China pode ter bloqueado
acesso a site de busca dos EUA

da Reuters, em Pequim, com agências internacionais

A China parece ter bloqueado o acesso ao portal de busca Google, alimentando especulações sobre uma operação para barrar, às vésperas do congresso do Partido Comunista em novembro, sites da internet considerados subversivos.

O Google, com sede nos EUA e que se tornou popular entre os chineses devido à sua simplicidade e sua capacidade de passar por instrumentos de busca em chinês, estava inacessível via servidores do país asiático no sábado (31) de manhã, disseram usuários.

"Ele foi expulso de Pequim", disse um membro da indústria do setor, que segue os regulamentos do país para a internet e que usou seu computador para confirmar o bloqueio.

O Governo tenta abertamente controlar o conteúdo dos sites acessados na China, onde a internet ameaça o controle exercido pelo Partido Comunista sobre os meios de comunicação.

Vários sites estrangeiros foram bloqueados e frequentemente sites nacionais são obrigados a apagar trechos considerados inadequados.

Um artigo colocado no portal NetEase.com afirmou que o Google havia sido bloqueado porque as buscas poderiam levar a sites de pornografia, a conteúdos relacionados com o movimento espiritual proibido Fa Lun Gong e a informações consideradas prejudiciais à segurança nacional.

A China decretou a ilegalidade da Fa Lun Gong, chamada de "culto do mal" pelas autoridades, em julho de 1999 -ela permanece legal em Hong Kong.

O grupo afirma que possui setenta milhões de seguidores na China e que cerca de cinquenta mil foram presos -muitos teriam sido mandados para campos de trabalhos forçados. O movimento, que mistura taoísmo, budismo e práticas chinesas tradicionais, pretende ser reconhecido como religião no país.

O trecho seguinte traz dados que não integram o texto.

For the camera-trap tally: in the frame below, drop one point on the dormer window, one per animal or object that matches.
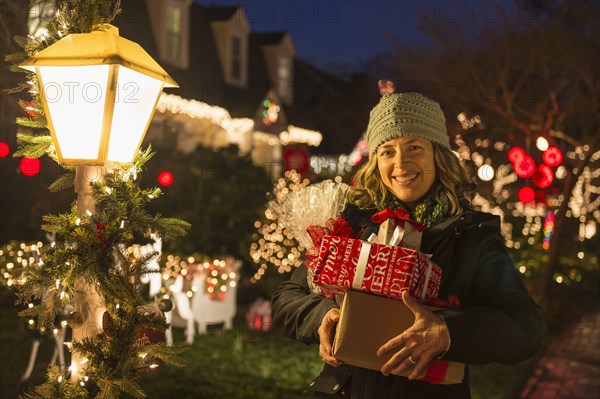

Os censores dos meios de comunicação da China tendem a endurecer em épocas politicamente sensíveis, disseram analistas. E o bloqueio ao Google pode ser uma tentativa de limpeza às vésperas do congresso do Partido Comunista, que promete anunciar mudanças na liderança do país.

Na semana passada, o presidente chinês, Jiang Zemin, reuniu-se com chefes da área de propaganda do partido e disse-lhes ser importante a criação de uma "atmosfera boa" antes do início do congresso, em 8 de novembro.

Segundo analistas, foi a primeira vez que o Governo bloqueou o acesso a um instrumento de busca.